Most of the milliant groups are and have been receiving material support from China. Many of those same groups have Marxist tendencies. It was a rhetorical question.

Bernie_Sandals,
@Bernie_Sandals@lemmy.world avatar

It’s more complicated than that. The Myanmar rebels have been courted by both the U.S. and China.

DragonTypeWyvern,

The junta is not only being partly funded by China, they’ve condemned Western sanctions on the junta, while selling them arms.

It’s like they’re not really Marxists at all anymore.
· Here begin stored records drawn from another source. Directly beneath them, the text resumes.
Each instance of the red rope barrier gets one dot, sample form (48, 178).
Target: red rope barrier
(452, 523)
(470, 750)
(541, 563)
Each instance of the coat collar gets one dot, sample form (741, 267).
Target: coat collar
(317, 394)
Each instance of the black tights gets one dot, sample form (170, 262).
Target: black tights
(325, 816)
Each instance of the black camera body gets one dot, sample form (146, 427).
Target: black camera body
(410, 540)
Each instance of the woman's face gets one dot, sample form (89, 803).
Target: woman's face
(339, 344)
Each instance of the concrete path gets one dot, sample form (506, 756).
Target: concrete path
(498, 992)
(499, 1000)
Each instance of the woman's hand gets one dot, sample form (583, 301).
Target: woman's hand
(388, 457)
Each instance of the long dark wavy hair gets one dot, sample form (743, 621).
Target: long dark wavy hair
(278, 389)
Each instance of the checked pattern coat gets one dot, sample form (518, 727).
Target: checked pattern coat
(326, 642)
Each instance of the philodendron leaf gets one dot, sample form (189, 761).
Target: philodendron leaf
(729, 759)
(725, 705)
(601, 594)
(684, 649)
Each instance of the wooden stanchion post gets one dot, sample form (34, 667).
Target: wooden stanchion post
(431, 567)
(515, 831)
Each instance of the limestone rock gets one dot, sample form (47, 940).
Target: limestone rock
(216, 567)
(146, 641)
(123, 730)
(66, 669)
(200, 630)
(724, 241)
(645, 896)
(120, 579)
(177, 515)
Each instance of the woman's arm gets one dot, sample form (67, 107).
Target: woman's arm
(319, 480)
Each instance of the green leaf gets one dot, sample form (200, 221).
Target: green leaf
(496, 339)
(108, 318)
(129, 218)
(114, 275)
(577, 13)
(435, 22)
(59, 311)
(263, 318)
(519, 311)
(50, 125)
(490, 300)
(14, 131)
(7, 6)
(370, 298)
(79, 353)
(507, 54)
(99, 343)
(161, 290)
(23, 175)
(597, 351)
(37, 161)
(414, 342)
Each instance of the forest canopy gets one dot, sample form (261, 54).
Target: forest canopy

Of course, they’re also linked to some rebel groups. One might say they’re playing both sides to make money off the conflict.

CanadaPlus,

There was also the issue of some groups in Shan state affiliated with the junta messing with Chinese citizens. Specifically, they were kidnapping them and using them as slave labour to run love scams. China told them to stop, the involved Shan families didn’t or didn’t completely.

Before that, they preferred the junta for obvious geopolitical strategic reasons. The Chinese are exactly the kind of nationalists that will cut off their nose to spite their face, though, so at this point they’re gladly feeding them to the rebels. What happens when the world’s youngest democratic nation is on their borders and a darling of the West is tomorrow’s problem.